Stress State and Key Influencing Factor in High Burnup Nuclear Fuel Particle

高燃耗是先进反应堆堆芯的发展方向,高燃耗下核燃料内部微结构的精细化建模是燃料强度分析和性能评估的基础。本研究开发了高燃耗燃料颗粒微结构的自动化建模和力学计算程序,综合考虑燃料颗粒内气孔尺寸、位置的非均匀分布特征,系统分析了基体材料的力学性能、燃料颗粒间距、运行环境静水压力及裂变碎片损伤层对燃料颗粒开裂行为的影响规律。
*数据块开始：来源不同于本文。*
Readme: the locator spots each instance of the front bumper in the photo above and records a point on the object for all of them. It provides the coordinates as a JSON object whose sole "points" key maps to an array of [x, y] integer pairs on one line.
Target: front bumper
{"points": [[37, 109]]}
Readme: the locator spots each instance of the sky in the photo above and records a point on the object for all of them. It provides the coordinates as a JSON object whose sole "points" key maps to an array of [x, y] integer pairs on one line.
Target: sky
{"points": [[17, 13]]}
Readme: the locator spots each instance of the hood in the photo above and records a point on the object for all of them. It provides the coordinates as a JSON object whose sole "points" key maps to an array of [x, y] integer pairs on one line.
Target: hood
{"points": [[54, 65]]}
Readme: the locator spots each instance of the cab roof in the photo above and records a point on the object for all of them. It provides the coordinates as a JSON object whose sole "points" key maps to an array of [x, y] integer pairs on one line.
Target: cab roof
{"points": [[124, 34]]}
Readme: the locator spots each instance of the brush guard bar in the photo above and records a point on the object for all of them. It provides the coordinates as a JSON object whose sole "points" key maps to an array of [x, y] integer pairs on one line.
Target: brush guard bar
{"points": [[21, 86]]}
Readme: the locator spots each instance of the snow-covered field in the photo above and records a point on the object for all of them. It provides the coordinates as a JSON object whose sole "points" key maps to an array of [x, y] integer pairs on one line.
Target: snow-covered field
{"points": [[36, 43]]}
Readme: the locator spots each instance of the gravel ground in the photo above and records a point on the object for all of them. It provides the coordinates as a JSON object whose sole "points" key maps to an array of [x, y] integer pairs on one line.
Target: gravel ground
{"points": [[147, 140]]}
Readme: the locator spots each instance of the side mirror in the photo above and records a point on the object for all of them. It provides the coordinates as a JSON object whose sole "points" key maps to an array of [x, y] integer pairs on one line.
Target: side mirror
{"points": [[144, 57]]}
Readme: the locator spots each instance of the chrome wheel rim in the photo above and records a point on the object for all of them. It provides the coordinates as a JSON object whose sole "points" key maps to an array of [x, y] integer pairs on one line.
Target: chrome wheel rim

结果表明:燃料颗粒间距越大,燃料颗粒越不易开裂;裂变碎片损伤层的存在使得燃料颗粒开裂风险小幅增大;燃料颗粒内气孔尺寸、位置分布的非均匀性,会导致燃料颗粒从多处开裂,且颗粒在外层开裂的概率更大;开裂危险区普遍具有气孔尺寸较大且大气孔串联的特征;基体材料对燃料颗粒表面作用的约束压应力具有较大的波动性,但应力均值随燃料元件所受静水压力的增大而近乎线性增大;增大弥散燃料基体材料的弹性模量可在一定程度上抑制燃料颗粒的开裂行为;燃料元件所受静水压应力越大,燃料颗粒越不易开裂,而燃料颗粒间距缩小能削弱环境压应力的影响程度。本工作为高燃耗条件下弥散燃料安全评估及优化设计提供了分析方法及数值参考。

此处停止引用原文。